As we approach the new academic year

Some coronavirus-related considerations for the 2021/22 academic year.

Student in mask sitting at desk in class

As we approach another new academic year we hope it will be helpful to draw together some coronavirus-related considerations and thoughts from our guidance for providers and students that are particularly relevant at the moment.

Some thoughts for providers

The situation remains very challenging for providers, students, and prospective students and it is difficult to predict how things will develop over the autumn and through the winter. With this level of uncertainty, it’s all the more important for providers to continue to listen to and work with current and prospective students to understand and take into account what is important to them as they prepare for the autumn. Students will need clear information about their providers’ plans so that they can make informed decisions and understand what to expect. This should include information about what will happen in different scenarios, for example if restrictions are re-introduced, although it won’t be possible to predict every situation that might arise. Providers will need to keep students updated with any changes.

Providers need to consider carefully how best to support new students to adjust to higher education this year. Students’ mental health is a major concern and supporting students effectively must be a high priority. Those coming from school sixth forms and further education colleges will have had their experience and learning disrupted and may need additional support. Many international students find the transition difficult and this year they will have additional practical challenges with travelling, self-isolating, and integrating into the provider’s community.

As well as the enormous challenges and disruption, some of the changes made as a result of the pandemic have brought some benefits. For example, some students have found it easier to access learning because of changes made to enable teaching to be delivered online. It is important that where accessibility has improved, this is recognised and carried forward into future provision. Providers should work with their students to ensure that blended learning is fully accessible to all.

Arrangements that might work well for many students may not work for all. Providers should be proactive about identifying and supporting students who may need additional help, for example those with learning or processing differences, mental health difficulties, caring responsibilities or difficulties accessing equipment or suitable workspaces.

Providers need to deliver teaching and learning opportunities and other services that are consistent with students’ reasonable expectations. Returning students will already have coped with the disruption to the 2020/21 academic year and some will have been affected by the disruption in 2019-20 as well.
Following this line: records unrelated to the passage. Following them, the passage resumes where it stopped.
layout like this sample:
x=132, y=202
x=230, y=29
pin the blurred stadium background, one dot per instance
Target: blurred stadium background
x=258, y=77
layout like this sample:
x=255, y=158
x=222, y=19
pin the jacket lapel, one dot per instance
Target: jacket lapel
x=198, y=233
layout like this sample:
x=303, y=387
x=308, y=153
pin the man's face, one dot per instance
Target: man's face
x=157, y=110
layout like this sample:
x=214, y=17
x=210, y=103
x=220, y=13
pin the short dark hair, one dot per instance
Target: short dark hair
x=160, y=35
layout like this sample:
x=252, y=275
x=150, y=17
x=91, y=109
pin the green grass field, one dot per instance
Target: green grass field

They may not have had the practical experience or learnt skills that they otherwise would have. It will be important to make sure that those students have the opportunity to retrieve their position so that they can make up for what they have missed. Where providers find that they can’t do this, they will need to consider how to put that right.
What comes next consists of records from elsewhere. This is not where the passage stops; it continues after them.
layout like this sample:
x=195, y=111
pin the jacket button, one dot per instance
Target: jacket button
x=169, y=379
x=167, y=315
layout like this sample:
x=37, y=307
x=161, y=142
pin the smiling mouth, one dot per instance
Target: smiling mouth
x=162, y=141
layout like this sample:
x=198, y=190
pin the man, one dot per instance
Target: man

Providers will also be facing significant demands on their resources. The complaints and appeals functions may feel like less of a priority. But many students have real concerns about how the ongoing situation has or might affect their studies and providers need to engage with those concerns. For many providers there will be a lot of pressure on finance and staff, but providers should not undervalue support and advice services when making difficult decisions about resources. Alongside an engaged and effective students’ union or other student body, those support and advice services will play a crucial role in resolving students’ concerns.
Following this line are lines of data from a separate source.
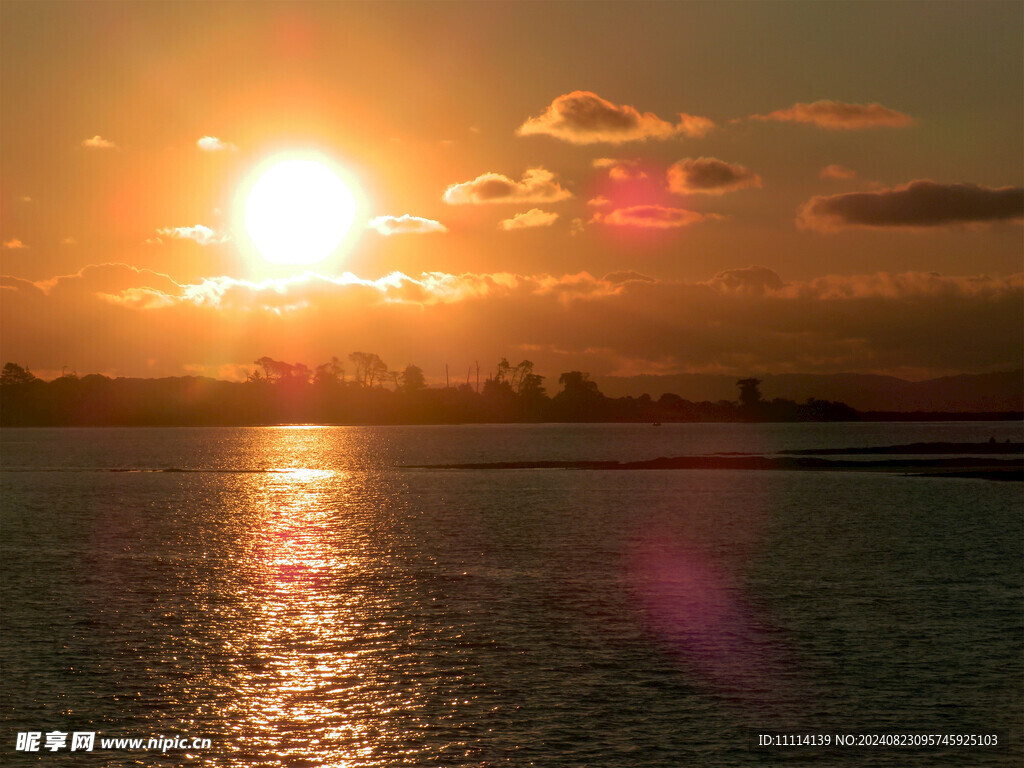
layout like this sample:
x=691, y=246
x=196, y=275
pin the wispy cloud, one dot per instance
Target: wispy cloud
x=98, y=142
x=837, y=172
x=200, y=233
x=212, y=143
x=531, y=218
x=585, y=118
x=652, y=216
x=621, y=170
x=710, y=176
x=919, y=204
x=404, y=224
x=538, y=185
x=738, y=321
x=838, y=116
We are aware that some providers are facing industrial action. This can have a cumulative impact on students who have already experienced disruption as a result of the pandemic. Providers may find it helpful to refer to our guidance on handling complaints arising from significant disruption and information relating to complaints arising from industrial action.

What can students do if they have concerns?

It is very important that students talk to their provider about their concerns as soon as possible, as many issues can be resolved informally. Students’ unions and student representative bodies can often be a valuable source of advice. If concerns can’t be resolved informally, the student should make a complaint using their provider’s complaints processes. We expect students to engage with their provider’s internal complaints process before they bring a complaint to us because it is better for everyone if the provider can put things right for the student directly.

Students can find further guidance in our coronavirus FAQ for students.

Where do we come in?

If the student is still unhappy after the provider has considered their concerns then they can complain to us and we will consider their concerns independently and impartially. It is clearly important that everyone is realistic about what is possible in the context of the ongoing impact of the pandemic and any public health restrictions that may still be needed. But it is equally important that students are treated fairly. As an ombuds body we look at what the provider has done, or not done, whether it has followed fair procedures, and whether it has acted reasonably in all the circumstances.